Perhaps this could be more accurately titled "heavy war arrow project," but I digress. This all was inspired by a for sale post from a gentleman I saw a while ago where he said he was selling his beautiful Manchu style bow because he was unable to source sufficiently heavy arrows for it. So this series of blog posts, which will only be on our website (not on our Facebook), we'll go through the trials and tribulations of making super high mass arrows. And before people ask, no, at this time we have no plans on selling complete arrows. We're really not set up to manufacture arrows large scale, so the labor, low volume materials, and thus price would be unreasonable.

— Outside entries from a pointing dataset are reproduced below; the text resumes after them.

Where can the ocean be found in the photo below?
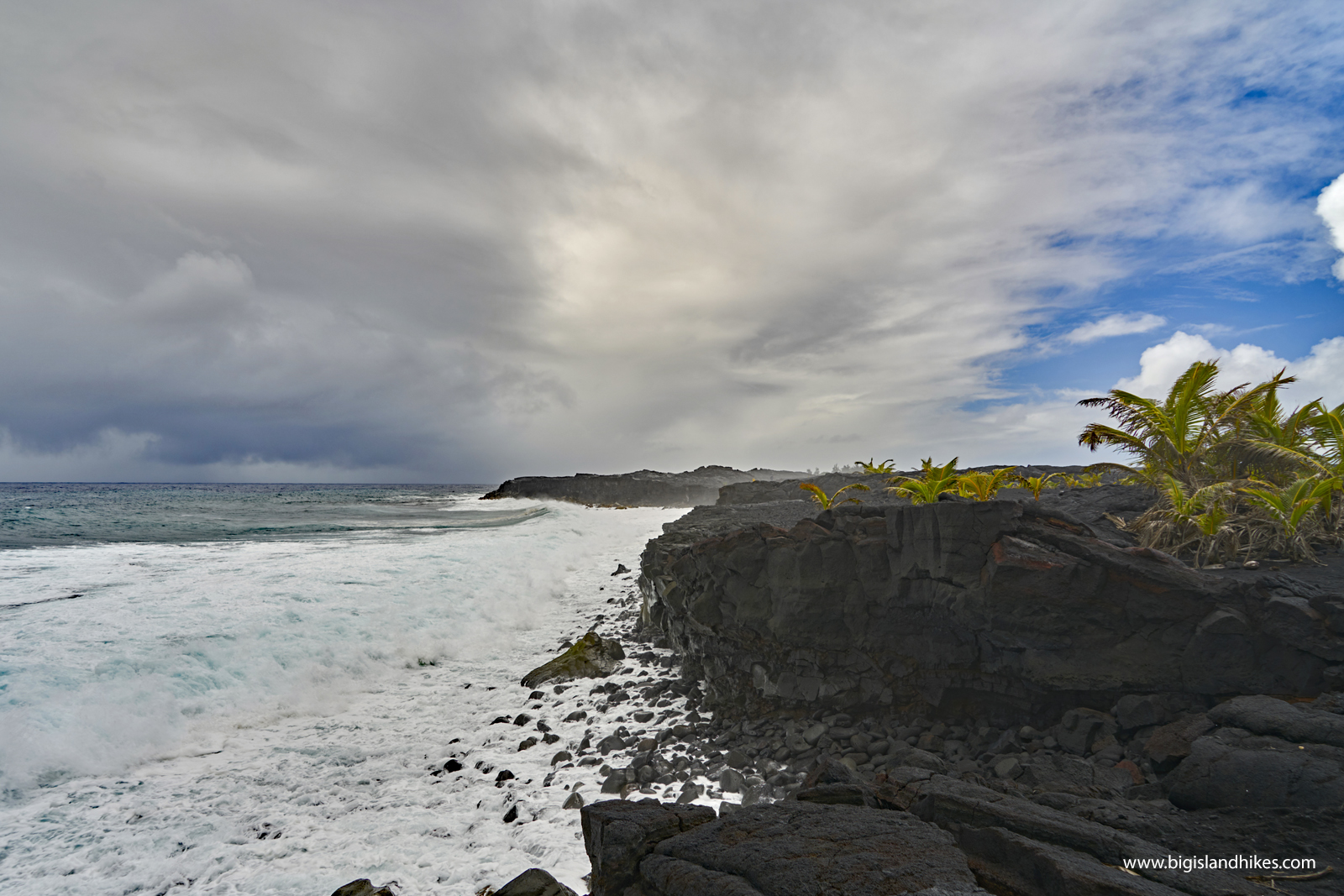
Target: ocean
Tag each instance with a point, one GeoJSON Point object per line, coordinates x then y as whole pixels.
{"type": "Point", "coordinates": [242, 688]}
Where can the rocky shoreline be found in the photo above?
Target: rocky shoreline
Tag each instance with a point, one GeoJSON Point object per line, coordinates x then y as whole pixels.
{"type": "Point", "coordinates": [706, 770]}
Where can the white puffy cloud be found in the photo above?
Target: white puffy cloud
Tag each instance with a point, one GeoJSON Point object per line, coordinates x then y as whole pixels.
{"type": "Point", "coordinates": [470, 241]}
{"type": "Point", "coordinates": [1115, 325]}
{"type": "Point", "coordinates": [1320, 374]}
{"type": "Point", "coordinates": [1330, 206]}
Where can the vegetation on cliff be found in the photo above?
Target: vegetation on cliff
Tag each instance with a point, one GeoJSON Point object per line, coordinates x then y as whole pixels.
{"type": "Point", "coordinates": [1236, 474]}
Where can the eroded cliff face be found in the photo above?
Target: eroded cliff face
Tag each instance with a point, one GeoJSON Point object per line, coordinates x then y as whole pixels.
{"type": "Point", "coordinates": [643, 488]}
{"type": "Point", "coordinates": [999, 609]}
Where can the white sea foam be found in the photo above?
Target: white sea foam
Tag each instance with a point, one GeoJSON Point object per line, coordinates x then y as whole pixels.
{"type": "Point", "coordinates": [198, 698]}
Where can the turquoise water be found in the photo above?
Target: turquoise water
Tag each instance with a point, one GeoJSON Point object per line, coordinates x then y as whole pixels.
{"type": "Point", "coordinates": [42, 513]}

However, depending on how things go, we may sell raw shafting and/or a few other parts to go with it.
So where to start? Well, given our science-forward way, lets start with a little research and some math. First off, how large do we need these arrows to actually be? I turned to two sources for this. The first is Peter Dekker's, who is an invaluable resource. THIS ARTICLE gives a fantastic overview. We find they are 92-105cm (36-41 inches) in length and can weigh as much as 100 grams or >1500 grains. These things really are more mini-spears than arrows it seems.
For confirmation of these numbers, I ended up at Cinnabar Bow and Manchu Bows. In both cases, the Manchu bows allow a 36" draw, and given historical images a fair bit of arrow is expected to remain in front of the bow. Weight-wise Manchu Bows states a minimum grains per pound, henceforth GPP, of 12 while Cinnabar 8% higher at 13. Manchu Bows does however recommend between 13-15GPP. If 50#s were to be considered typical, a 600 grain arrow would be required, but a 750 grain arrow recommended. That said it is often suggested, but never cited, that the Manchu bow design doesn't start to generate significant benefit until one is over 80 pounds draw. That would require 1000 grain arrows, 1200 being optimal. So if we subtract off 150 grains for a point (I am assuming most people shoot targets, so want a target point not a spear head) and divide the remainder by 40 inches, we come out at 26.25 grains per inch. for optimal shooting with an 80 pound Manchu bow. Alright, that is somewhere to start.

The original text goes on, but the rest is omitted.